One reason for giving people the benefit of the doubt could be based on those beliefs that you hold, especially any religious beliefs which may encourage looking upon others with a positive light. It is claimed in the above article that if your expectations are positive and you trust someone, those expectations can become reality for both parties. I have to say that I still need to be convinced of this. There have been times when I have ‘expected’ others to be helpful, without me actually asking them to do something, I gave them the benefit of the doubt that they wouldn’t watch an older person tackle things on their own. I have led by example yet they have simply let me get on with being that helpful doer without joining in, even though I have opened the proverbial door for them. I felt increasingly taken for granted. This didn’t lead to me forgiving these others OR myself as suggested in the article, maybe a case of needing to do a bit more self-reflection on forgiveness!
The article suggests using a strategy called perspective-taking. In theory, this leads to consideration of factors previously unknown by you, that may have affected their actions and decisions. An attempt to gain a more empathic understanding which may make it easier to go down the road of giving the benefit of the doubt. I can see the advantages to this approach, so long as you have the ability to gain that extra insight rather than simply assuming that there are reasons that are not known to you. This, I feel, may tend to lead to you simply making unsubstantiated excuses on their behalf.
SO WHERE DO YOU STAND?
I quote from the same article - ‘When you give people the benefit of the doubt, you end up learning a lot about yourself while making their life a little easier. You may not meet fewer bad people in your life, but you will get to know more great people.’ I wonder, do you feel that is how you work, or would like to work?

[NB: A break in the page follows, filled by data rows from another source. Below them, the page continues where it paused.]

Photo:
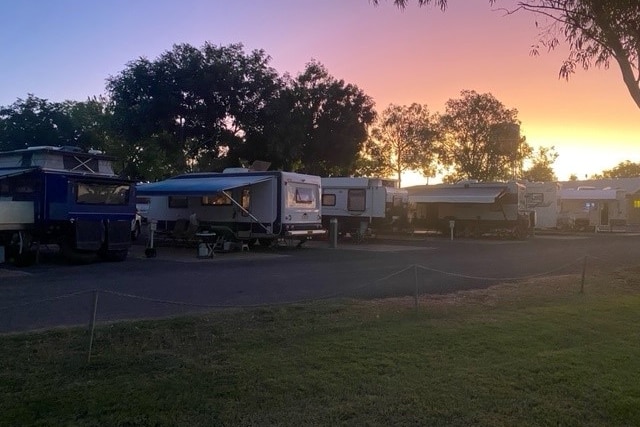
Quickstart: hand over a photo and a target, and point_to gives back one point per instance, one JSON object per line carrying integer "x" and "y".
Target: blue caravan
{"x": 62, "y": 196}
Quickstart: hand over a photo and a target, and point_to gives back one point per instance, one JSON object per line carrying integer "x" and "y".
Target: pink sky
{"x": 419, "y": 55}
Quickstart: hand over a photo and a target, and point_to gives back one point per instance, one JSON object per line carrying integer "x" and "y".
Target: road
{"x": 56, "y": 294}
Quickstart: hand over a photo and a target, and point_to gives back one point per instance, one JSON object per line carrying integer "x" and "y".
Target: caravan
{"x": 361, "y": 204}
{"x": 67, "y": 197}
{"x": 247, "y": 205}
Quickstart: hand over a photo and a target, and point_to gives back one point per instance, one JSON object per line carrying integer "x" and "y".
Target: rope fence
{"x": 398, "y": 283}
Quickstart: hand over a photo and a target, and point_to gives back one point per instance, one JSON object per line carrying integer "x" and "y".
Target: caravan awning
{"x": 457, "y": 195}
{"x": 197, "y": 186}
{"x": 6, "y": 173}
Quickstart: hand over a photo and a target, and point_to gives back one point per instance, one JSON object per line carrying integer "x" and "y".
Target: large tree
{"x": 194, "y": 106}
{"x": 481, "y": 139}
{"x": 35, "y": 122}
{"x": 596, "y": 32}
{"x": 403, "y": 139}
{"x": 318, "y": 124}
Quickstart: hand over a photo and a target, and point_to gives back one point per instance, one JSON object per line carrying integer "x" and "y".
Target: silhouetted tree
{"x": 595, "y": 30}
{"x": 195, "y": 106}
{"x": 470, "y": 146}
{"x": 317, "y": 124}
{"x": 35, "y": 122}
{"x": 542, "y": 165}
{"x": 403, "y": 139}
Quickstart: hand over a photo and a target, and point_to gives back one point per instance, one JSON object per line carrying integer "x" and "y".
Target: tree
{"x": 35, "y": 122}
{"x": 626, "y": 169}
{"x": 541, "y": 169}
{"x": 596, "y": 31}
{"x": 477, "y": 140}
{"x": 403, "y": 139}
{"x": 195, "y": 106}
{"x": 317, "y": 124}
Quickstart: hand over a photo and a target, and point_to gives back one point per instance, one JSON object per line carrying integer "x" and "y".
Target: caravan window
{"x": 178, "y": 202}
{"x": 216, "y": 200}
{"x": 328, "y": 200}
{"x": 245, "y": 201}
{"x": 357, "y": 200}
{"x": 102, "y": 194}
{"x": 302, "y": 196}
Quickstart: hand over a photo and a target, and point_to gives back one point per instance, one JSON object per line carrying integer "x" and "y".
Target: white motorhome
{"x": 471, "y": 208}
{"x": 264, "y": 205}
{"x": 363, "y": 203}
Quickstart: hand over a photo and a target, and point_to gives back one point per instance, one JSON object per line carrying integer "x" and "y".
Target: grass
{"x": 533, "y": 353}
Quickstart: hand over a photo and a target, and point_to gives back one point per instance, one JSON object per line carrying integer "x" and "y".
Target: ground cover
{"x": 538, "y": 352}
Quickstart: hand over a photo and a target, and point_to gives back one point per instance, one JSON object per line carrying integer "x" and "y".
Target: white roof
{"x": 457, "y": 195}
{"x": 589, "y": 194}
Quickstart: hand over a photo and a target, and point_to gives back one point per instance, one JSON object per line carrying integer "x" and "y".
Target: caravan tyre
{"x": 115, "y": 256}
{"x": 265, "y": 242}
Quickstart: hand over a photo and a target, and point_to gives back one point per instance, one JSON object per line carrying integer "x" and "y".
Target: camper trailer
{"x": 66, "y": 197}
{"x": 361, "y": 204}
{"x": 471, "y": 208}
{"x": 543, "y": 199}
{"x": 245, "y": 205}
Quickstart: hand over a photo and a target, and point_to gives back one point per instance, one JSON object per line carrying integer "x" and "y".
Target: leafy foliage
{"x": 541, "y": 169}
{"x": 208, "y": 108}
{"x": 190, "y": 103}
{"x": 473, "y": 142}
{"x": 317, "y": 125}
{"x": 35, "y": 122}
{"x": 403, "y": 139}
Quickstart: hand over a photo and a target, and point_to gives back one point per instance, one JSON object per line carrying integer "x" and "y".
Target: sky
{"x": 65, "y": 49}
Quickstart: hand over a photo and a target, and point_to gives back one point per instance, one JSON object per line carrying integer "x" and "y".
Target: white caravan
{"x": 543, "y": 199}
{"x": 250, "y": 205}
{"x": 362, "y": 203}
{"x": 471, "y": 208}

For me, it is important to ensure that I am able to recognise when giving the benefit of the doubt is warranted and when it equates to being seen as gullible, a pushover, someone who is taken for granted and will always step up to the plate and get things done. Whilst guided by past experiences, it is a positive step not to always expect the worst of people and respond instinctively to this.
To give or not to give a second chance? To heed or not to heed alarm bells in your head? To listen or not to listen to words from others? The decision making can be a bit of a juggling act until you have worked on honing your skills and reaching a balance which sits well with you for each individual person or happening.
Don’t forget that nobody is perfect and chances are that you won’t get it right every time. Maybe another part of yourself on which you need to spend some time reflecting? Alternatively, something that could be talked through, over a coffee or glass of wine, with a well trusted friend.